Let $F$ be a field of 25 elements, and consider the group $G$ of all $2\times 2$ matrices $A$ with entries in $F$ satisfying $A_5A=I$, where $I$ is the identity matrix and $A_5=\begin{pmatrix} a^5 & c^5 \\ b^5 & d^5 \end{pmatrix}$ if $A=\begin{pmatrix} a & b \\ c & d \end{pmatrix}$. I am asked to find the number of pairs $(a,b)\in F^2$ such that $a^6+b^6=1$, and conclude that $|G|=720$.
Note that $(a+b)^6=(a+b)^5(a+b)=(a^5+b^5)(a+b)=a^6+b^6+a^5b+ab^5$, so it suffices to show find the number of pairs $(a,b)$ such that $a^5b+ab^5=-1$. How do I have to proceed next?
One needs to recognise that $a^6$ is the norm map from $F=\Bbb F_{25}$ to the field $\Bbb F_5$ of order $5$, so $a^6\in\{0,1,2,3,4\}$. $a^6=0$ only has the solution $0$ but for $c\in\{1,2,3,4\}$ $a^6=c$ has six solutions in $F$. We need to count the solutions of $(a^6,b^6)=(c,d)$ where $(c,d)$ is one of the pairs $(0,1)$, $(1,0)$, $(2,4)$, $(3,3)$ and $(4,2)$. There are six solutions for each of the first two pairs and thirty-six for the other three. So overall $a^6+b^6=1$ has $120$ solutions in $F$.

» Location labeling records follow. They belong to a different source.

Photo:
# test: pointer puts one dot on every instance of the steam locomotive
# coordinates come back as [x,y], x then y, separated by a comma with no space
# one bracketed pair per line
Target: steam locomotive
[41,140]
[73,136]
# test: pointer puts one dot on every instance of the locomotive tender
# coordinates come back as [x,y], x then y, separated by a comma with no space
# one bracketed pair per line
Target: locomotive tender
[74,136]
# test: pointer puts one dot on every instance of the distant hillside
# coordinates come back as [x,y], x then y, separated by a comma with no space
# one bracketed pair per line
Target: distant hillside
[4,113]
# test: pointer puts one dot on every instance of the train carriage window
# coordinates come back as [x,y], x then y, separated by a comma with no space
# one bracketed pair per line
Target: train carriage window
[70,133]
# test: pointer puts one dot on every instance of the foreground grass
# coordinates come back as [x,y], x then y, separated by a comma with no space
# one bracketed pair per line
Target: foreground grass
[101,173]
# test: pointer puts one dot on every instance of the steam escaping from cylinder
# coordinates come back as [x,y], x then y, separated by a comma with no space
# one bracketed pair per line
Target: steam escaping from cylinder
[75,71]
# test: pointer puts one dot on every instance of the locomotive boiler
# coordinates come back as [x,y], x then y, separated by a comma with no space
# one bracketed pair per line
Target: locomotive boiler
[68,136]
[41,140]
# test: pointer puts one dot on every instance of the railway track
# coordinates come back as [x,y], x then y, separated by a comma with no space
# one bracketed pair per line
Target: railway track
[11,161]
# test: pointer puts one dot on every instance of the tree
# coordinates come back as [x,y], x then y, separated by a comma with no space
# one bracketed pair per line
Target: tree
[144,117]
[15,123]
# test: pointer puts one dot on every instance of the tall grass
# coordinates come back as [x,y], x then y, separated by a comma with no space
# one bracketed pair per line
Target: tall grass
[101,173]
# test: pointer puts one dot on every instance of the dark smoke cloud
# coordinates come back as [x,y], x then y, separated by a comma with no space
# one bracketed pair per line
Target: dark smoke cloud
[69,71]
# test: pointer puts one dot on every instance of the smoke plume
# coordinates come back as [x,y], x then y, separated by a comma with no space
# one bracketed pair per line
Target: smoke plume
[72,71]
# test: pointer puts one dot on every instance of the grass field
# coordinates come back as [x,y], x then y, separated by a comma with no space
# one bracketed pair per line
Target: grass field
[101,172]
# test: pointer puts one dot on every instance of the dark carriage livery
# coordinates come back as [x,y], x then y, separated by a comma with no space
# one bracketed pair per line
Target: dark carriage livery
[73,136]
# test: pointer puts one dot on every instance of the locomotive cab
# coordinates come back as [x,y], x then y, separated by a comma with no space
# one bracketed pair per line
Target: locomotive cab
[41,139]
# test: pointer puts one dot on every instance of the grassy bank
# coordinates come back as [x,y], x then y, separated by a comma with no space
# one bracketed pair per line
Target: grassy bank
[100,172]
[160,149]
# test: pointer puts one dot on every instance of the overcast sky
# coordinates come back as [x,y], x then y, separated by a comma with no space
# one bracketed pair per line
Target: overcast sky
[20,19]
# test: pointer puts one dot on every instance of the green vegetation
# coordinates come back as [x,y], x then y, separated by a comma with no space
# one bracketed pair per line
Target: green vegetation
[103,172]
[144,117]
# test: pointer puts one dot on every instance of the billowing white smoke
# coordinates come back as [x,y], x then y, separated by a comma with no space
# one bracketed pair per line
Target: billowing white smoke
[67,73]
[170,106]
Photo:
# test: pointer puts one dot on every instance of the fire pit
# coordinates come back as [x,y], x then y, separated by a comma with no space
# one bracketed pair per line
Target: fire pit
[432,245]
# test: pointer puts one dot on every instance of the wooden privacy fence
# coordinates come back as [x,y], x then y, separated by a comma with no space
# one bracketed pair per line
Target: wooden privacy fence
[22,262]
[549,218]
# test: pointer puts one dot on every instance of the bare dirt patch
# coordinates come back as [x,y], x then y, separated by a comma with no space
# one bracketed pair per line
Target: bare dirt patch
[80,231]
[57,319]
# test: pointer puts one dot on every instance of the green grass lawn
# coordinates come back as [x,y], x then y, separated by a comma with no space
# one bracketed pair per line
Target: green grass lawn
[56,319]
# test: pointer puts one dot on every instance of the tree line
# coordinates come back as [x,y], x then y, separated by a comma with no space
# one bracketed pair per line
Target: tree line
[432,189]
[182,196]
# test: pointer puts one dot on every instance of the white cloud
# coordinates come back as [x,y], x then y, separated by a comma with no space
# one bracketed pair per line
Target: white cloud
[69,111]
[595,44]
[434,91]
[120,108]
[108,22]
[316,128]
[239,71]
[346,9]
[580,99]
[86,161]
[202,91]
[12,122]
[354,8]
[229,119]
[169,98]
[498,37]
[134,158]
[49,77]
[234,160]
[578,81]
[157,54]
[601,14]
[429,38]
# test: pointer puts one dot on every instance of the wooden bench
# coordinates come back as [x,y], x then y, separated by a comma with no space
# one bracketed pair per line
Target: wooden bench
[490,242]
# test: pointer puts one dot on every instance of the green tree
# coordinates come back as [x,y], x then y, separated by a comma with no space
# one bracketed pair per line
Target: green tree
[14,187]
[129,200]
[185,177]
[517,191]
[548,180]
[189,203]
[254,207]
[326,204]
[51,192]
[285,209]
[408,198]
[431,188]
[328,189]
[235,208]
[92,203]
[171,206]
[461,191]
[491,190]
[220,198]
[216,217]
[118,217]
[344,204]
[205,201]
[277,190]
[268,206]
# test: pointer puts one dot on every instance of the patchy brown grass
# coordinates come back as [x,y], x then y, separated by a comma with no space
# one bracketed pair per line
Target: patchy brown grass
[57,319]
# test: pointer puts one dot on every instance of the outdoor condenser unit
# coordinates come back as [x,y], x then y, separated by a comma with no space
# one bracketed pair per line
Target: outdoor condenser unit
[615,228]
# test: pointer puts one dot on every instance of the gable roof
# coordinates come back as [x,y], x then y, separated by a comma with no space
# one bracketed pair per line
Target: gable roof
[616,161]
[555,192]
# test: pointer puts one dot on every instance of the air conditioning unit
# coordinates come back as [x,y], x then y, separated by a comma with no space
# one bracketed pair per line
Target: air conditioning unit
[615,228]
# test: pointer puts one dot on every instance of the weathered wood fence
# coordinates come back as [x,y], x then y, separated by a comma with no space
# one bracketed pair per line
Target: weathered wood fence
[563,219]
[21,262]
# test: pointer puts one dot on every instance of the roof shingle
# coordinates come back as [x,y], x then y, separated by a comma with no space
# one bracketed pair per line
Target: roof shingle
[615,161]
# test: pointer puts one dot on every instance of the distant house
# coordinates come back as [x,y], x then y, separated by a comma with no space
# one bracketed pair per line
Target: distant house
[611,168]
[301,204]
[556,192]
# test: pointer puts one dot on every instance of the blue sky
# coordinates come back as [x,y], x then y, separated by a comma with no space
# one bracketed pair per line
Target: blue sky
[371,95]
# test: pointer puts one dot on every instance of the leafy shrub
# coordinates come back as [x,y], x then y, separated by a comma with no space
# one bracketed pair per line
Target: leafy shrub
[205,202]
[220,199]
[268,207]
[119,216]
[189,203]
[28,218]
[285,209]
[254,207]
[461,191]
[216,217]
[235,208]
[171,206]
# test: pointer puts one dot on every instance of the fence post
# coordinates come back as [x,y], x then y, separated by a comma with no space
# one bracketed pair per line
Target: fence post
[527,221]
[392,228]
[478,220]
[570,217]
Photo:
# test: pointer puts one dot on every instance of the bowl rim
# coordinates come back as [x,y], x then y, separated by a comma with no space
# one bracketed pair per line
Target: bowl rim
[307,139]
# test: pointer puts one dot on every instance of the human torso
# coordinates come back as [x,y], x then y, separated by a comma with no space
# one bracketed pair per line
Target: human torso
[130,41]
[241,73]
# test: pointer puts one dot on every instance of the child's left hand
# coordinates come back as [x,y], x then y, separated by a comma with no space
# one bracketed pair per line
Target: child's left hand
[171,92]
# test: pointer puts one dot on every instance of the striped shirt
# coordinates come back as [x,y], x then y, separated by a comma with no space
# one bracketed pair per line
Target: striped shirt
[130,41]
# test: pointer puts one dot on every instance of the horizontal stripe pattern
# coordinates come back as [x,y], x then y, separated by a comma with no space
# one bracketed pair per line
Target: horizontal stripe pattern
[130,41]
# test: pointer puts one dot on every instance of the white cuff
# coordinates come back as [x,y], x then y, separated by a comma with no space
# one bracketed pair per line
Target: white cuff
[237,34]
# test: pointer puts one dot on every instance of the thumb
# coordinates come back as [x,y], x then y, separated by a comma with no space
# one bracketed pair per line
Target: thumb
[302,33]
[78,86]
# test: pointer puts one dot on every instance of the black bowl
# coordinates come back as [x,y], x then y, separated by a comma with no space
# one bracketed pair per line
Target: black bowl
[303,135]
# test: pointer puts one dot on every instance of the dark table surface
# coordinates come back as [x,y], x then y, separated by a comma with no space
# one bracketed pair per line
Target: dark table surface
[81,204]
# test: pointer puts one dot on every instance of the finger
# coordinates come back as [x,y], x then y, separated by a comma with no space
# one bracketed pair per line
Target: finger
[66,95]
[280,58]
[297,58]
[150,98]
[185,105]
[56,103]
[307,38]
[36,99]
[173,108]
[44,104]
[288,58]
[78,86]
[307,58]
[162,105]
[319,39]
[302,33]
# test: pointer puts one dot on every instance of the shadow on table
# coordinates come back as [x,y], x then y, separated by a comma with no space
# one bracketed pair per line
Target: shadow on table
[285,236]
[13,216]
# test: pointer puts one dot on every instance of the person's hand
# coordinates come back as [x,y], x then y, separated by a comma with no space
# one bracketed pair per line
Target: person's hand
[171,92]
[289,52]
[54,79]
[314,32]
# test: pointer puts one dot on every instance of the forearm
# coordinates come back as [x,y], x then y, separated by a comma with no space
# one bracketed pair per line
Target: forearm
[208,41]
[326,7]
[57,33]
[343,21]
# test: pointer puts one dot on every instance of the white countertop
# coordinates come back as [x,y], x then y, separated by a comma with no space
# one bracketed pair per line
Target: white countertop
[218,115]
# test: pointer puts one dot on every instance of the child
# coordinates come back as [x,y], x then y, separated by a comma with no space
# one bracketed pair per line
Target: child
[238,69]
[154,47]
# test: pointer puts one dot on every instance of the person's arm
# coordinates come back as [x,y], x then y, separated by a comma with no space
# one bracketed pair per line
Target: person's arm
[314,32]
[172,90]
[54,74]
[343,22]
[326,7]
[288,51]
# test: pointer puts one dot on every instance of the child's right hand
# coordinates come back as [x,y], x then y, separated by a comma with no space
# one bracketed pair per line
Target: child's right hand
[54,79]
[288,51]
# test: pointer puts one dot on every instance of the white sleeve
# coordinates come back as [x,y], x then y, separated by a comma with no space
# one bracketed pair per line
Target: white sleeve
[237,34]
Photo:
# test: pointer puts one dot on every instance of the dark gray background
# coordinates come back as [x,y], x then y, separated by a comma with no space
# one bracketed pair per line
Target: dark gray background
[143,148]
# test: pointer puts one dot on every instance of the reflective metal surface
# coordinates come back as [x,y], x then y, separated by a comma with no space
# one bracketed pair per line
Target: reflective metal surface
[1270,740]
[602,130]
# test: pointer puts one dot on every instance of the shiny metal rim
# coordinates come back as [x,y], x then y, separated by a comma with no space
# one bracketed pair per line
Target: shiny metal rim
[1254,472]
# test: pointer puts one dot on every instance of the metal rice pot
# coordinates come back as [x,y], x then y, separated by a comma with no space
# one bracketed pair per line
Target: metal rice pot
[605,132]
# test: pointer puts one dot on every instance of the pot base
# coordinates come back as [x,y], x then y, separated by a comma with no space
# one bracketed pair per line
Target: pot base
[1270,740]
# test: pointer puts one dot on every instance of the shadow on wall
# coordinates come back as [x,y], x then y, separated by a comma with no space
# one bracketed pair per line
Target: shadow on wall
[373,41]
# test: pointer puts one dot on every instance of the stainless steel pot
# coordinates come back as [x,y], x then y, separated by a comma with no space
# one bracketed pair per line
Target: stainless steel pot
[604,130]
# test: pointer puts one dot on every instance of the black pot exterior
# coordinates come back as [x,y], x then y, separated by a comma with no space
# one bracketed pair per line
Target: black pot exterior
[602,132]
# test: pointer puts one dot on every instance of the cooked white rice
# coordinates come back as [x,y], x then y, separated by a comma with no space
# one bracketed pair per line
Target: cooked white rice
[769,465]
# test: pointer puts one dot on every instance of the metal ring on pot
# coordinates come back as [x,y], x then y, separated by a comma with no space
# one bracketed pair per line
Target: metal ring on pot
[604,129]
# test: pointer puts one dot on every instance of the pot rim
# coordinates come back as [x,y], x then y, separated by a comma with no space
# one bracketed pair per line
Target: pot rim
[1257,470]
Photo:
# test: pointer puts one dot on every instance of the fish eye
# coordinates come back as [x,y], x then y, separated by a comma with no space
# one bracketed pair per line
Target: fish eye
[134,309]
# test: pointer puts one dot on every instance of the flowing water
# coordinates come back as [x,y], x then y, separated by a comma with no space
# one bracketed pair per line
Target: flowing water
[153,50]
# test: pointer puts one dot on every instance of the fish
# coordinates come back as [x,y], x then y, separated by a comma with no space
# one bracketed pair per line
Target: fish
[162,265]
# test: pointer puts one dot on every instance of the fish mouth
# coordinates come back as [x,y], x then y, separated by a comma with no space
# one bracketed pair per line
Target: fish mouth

Once you have done that you observe that $(c,d)$ must be "orthogonal" to $(a^5,b^5)$ i.e., $ca^5+db^5=0$. The solutions to this form a one-dimensional subspace of $F^2$ and one needs to show exactly six of these $(c,d)$ also satisfy $c^6+d^6=1$.